On June 25, I read, with a fair amount of agita, “Maine public safety commissioner admits: Secret police unit gathers information on citizens” (Page A1). Notably: “…He (Commissioner Michael Sauschuck) acknowledged under questioning that the (fusion) center does gather intelligence on citizens, including groups that organize public protests.” Unfortunately, the 250-word limit is neither enough to begin to unpack all that is wrong with that statement nor to place it in historic context with numerous non-democratic, despotic regimes that do the same despicable thing.

Hoping to quell uneasiness, I assume, Sauschuck further commented, “We are not spying on people. This is public information that is readily available.”

The following are the top two definitions of “intelligence” from Google: 1) “the ability to acquire and apply knowledge and skills”; 2) “the collection of information of military or political value.”

The first seems benign, the second sinister and at odds with the commissioner’s feign of innocent intent by suggesting that his gathering of public information is not “intelligence” until after it is collected and curated by said secret unit.

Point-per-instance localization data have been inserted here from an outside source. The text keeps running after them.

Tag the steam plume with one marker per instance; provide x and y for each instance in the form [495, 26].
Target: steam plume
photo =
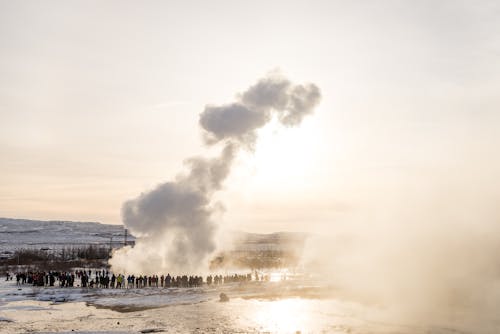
[173, 222]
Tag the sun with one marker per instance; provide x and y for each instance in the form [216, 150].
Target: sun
[284, 157]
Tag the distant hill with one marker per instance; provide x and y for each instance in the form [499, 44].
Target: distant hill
[25, 233]
[247, 249]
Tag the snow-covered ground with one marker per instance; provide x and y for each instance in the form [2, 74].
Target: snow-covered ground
[24, 233]
[254, 307]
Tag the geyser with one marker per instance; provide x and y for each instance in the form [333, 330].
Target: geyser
[173, 223]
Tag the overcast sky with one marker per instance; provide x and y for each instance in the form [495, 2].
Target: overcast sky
[99, 101]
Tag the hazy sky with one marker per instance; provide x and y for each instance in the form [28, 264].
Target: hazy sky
[99, 101]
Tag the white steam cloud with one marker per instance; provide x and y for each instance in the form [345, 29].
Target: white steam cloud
[173, 222]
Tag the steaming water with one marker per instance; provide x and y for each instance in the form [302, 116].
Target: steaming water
[284, 306]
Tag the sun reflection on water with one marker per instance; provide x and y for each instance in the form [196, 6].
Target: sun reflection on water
[287, 315]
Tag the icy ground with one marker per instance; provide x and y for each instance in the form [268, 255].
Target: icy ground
[256, 307]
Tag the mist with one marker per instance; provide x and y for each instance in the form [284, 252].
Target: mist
[423, 245]
[174, 223]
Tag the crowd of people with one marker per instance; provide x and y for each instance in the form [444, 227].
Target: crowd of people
[106, 280]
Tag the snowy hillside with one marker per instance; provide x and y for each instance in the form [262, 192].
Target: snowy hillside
[23, 233]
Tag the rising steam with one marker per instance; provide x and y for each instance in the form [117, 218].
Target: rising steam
[173, 222]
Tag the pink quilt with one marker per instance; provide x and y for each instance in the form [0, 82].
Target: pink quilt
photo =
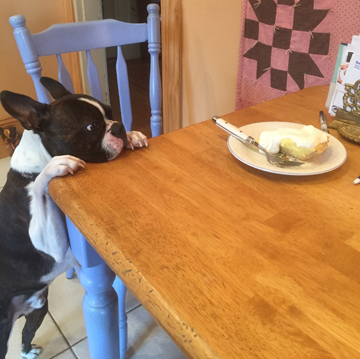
[287, 45]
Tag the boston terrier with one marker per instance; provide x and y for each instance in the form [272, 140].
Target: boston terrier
[34, 248]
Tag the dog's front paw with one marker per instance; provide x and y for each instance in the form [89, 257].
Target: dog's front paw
[63, 165]
[58, 166]
[136, 139]
[33, 353]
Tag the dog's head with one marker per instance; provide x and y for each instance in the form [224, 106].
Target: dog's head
[77, 125]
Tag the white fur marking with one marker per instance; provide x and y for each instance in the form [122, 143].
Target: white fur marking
[94, 103]
[47, 229]
[30, 156]
[34, 352]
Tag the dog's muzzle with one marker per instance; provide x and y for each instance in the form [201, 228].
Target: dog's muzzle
[117, 129]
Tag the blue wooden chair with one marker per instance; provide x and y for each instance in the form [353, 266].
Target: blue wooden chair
[86, 36]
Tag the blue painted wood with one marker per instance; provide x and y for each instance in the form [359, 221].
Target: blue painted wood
[155, 80]
[93, 77]
[124, 90]
[63, 74]
[29, 55]
[100, 303]
[64, 38]
[121, 290]
[100, 307]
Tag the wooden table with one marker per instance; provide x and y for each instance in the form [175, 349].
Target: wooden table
[233, 262]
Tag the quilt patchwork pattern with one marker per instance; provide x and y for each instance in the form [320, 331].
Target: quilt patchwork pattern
[285, 42]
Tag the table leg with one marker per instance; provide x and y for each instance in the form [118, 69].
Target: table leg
[100, 308]
[100, 303]
[120, 289]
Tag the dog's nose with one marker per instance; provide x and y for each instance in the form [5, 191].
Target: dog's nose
[117, 129]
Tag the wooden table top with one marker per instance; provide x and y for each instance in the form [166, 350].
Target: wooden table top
[232, 261]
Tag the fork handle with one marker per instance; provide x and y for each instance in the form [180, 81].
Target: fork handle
[231, 129]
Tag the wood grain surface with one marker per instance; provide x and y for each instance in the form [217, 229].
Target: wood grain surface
[232, 261]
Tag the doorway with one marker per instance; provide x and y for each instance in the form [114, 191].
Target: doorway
[171, 54]
[137, 60]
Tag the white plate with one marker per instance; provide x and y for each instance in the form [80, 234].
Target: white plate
[333, 157]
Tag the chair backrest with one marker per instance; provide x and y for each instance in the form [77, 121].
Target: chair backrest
[86, 36]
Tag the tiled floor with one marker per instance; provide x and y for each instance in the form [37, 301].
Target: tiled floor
[63, 335]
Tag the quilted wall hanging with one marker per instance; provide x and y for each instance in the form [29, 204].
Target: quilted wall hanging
[288, 45]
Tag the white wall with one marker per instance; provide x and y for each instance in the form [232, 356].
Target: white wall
[211, 36]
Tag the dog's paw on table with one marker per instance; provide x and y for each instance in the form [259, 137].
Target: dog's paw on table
[136, 139]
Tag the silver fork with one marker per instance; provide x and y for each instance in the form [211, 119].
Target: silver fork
[275, 160]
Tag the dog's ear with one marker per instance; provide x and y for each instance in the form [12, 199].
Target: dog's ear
[27, 111]
[56, 89]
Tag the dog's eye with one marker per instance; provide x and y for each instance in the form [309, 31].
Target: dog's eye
[93, 127]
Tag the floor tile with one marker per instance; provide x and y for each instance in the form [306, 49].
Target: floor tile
[48, 336]
[4, 169]
[65, 305]
[67, 354]
[146, 338]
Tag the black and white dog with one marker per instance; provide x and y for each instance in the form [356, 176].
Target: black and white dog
[58, 139]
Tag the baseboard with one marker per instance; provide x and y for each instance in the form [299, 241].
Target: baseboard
[6, 123]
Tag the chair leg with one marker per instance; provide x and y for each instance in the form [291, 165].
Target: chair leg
[70, 273]
[120, 289]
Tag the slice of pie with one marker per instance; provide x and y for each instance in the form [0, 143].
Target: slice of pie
[301, 143]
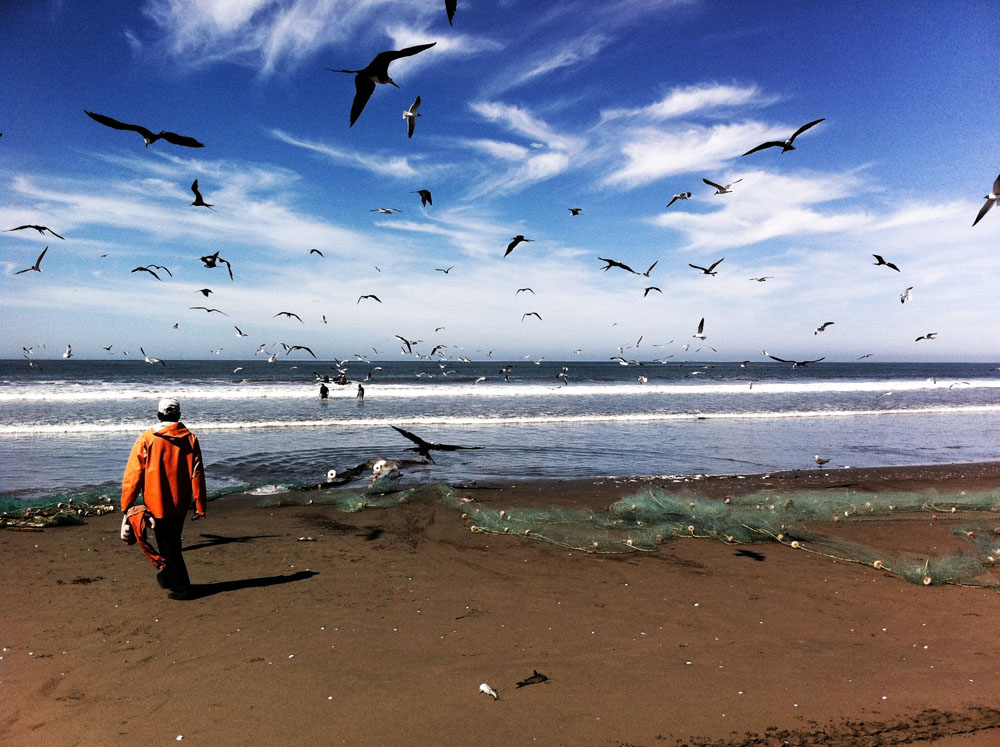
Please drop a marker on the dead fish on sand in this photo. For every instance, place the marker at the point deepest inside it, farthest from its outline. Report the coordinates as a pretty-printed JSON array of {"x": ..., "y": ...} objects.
[{"x": 534, "y": 679}]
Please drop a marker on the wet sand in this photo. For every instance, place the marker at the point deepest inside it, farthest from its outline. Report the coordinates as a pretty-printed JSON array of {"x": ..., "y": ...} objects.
[{"x": 381, "y": 628}]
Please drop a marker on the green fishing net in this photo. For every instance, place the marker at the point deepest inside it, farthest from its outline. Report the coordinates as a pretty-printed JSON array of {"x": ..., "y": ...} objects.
[{"x": 651, "y": 517}]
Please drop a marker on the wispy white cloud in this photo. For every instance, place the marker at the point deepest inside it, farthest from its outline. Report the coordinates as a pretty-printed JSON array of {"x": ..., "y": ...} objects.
[
  {"x": 395, "y": 166},
  {"x": 548, "y": 154},
  {"x": 764, "y": 206},
  {"x": 651, "y": 153},
  {"x": 691, "y": 100},
  {"x": 567, "y": 54}
]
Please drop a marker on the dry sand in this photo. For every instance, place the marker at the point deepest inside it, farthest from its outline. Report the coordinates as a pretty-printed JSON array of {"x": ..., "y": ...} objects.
[{"x": 381, "y": 629}]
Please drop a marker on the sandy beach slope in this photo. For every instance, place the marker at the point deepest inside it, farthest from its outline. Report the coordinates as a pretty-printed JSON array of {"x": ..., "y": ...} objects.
[{"x": 381, "y": 628}]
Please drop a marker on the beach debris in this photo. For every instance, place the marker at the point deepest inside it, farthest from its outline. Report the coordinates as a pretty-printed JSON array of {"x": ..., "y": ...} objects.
[{"x": 536, "y": 678}]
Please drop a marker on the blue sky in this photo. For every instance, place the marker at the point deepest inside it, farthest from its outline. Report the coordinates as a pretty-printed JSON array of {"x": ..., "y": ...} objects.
[{"x": 612, "y": 107}]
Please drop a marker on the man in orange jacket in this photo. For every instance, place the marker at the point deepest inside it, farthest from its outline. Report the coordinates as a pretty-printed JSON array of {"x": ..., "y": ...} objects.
[{"x": 165, "y": 466}]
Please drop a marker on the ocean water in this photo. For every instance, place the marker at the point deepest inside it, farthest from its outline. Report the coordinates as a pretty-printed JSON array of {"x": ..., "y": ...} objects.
[{"x": 66, "y": 427}]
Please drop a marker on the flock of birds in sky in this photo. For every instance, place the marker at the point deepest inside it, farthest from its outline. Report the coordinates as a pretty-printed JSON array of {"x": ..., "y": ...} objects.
[{"x": 366, "y": 80}]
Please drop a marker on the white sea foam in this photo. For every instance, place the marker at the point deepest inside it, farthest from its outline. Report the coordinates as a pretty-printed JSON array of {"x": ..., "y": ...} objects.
[
  {"x": 487, "y": 421},
  {"x": 99, "y": 392}
]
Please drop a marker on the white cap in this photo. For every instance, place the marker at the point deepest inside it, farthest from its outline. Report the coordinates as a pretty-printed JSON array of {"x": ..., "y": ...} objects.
[{"x": 169, "y": 406}]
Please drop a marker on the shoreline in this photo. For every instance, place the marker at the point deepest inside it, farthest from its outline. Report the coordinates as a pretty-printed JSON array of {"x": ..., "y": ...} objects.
[{"x": 378, "y": 627}]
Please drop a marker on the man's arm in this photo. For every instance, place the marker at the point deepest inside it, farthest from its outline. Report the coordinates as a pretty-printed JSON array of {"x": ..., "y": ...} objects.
[
  {"x": 133, "y": 480},
  {"x": 198, "y": 489}
]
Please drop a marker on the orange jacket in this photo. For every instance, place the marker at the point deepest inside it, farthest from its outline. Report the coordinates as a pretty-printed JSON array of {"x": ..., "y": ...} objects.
[{"x": 166, "y": 467}]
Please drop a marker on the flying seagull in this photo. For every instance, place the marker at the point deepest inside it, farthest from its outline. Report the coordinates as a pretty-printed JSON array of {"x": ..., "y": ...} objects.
[
  {"x": 719, "y": 189},
  {"x": 992, "y": 198},
  {"x": 514, "y": 242},
  {"x": 150, "y": 360},
  {"x": 199, "y": 201},
  {"x": 40, "y": 229},
  {"x": 376, "y": 71},
  {"x": 37, "y": 267},
  {"x": 151, "y": 272},
  {"x": 710, "y": 270},
  {"x": 795, "y": 364},
  {"x": 147, "y": 135},
  {"x": 290, "y": 348},
  {"x": 785, "y": 145},
  {"x": 213, "y": 260},
  {"x": 409, "y": 343},
  {"x": 880, "y": 261},
  {"x": 616, "y": 263},
  {"x": 410, "y": 115},
  {"x": 424, "y": 448}
]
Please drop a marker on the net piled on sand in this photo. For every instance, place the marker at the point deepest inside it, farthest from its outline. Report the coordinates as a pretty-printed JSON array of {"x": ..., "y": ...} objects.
[
  {"x": 651, "y": 517},
  {"x": 61, "y": 513}
]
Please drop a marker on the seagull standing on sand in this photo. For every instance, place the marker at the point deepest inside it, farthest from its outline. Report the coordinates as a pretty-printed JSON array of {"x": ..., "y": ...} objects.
[
  {"x": 991, "y": 199},
  {"x": 785, "y": 145},
  {"x": 410, "y": 115},
  {"x": 376, "y": 71},
  {"x": 37, "y": 267}
]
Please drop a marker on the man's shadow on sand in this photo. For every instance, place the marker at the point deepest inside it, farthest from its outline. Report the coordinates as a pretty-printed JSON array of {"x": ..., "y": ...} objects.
[{"x": 206, "y": 590}]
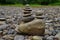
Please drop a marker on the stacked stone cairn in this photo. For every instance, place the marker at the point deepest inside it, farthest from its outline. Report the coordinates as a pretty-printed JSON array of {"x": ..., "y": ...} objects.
[{"x": 30, "y": 25}]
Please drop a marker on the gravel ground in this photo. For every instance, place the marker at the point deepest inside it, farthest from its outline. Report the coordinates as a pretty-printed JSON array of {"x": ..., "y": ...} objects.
[{"x": 7, "y": 28}]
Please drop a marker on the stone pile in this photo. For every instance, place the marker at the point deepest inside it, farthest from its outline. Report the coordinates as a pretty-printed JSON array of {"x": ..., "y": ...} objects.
[{"x": 44, "y": 25}]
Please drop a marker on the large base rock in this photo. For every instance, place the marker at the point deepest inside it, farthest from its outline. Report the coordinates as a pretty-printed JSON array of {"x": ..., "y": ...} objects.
[{"x": 35, "y": 27}]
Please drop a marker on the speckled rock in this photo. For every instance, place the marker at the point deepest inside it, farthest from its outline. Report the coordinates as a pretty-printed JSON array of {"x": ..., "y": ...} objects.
[
  {"x": 58, "y": 36},
  {"x": 35, "y": 27},
  {"x": 19, "y": 37}
]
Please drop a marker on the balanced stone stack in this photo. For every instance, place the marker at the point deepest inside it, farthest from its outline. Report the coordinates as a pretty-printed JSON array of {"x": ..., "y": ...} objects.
[
  {"x": 27, "y": 16},
  {"x": 31, "y": 27}
]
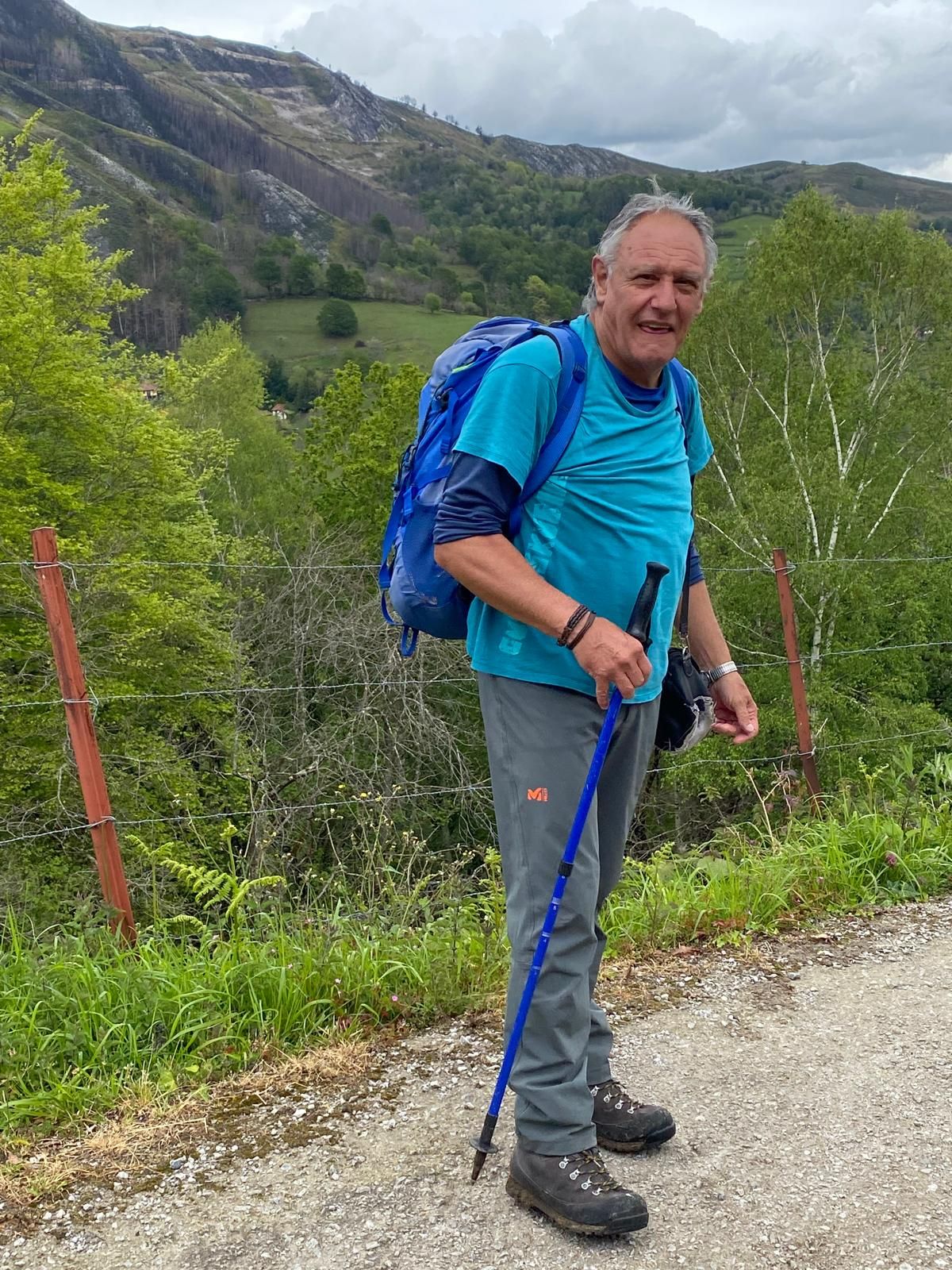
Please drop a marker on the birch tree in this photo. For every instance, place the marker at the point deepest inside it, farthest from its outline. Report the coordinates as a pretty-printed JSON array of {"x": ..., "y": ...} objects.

I’d add the definition of spying, but I suspect, like pornography, I’m pretty sure “we all know it when we see it.”

Since this information is acknowledged as public, readily available and gathered by taxpayer dollars, I look forward to its release to the subjects, the public, for immediate review as well as its deletion from police data banks. If it’s that public and readily available, the good folks at the fusion center can just Google it when they need it again!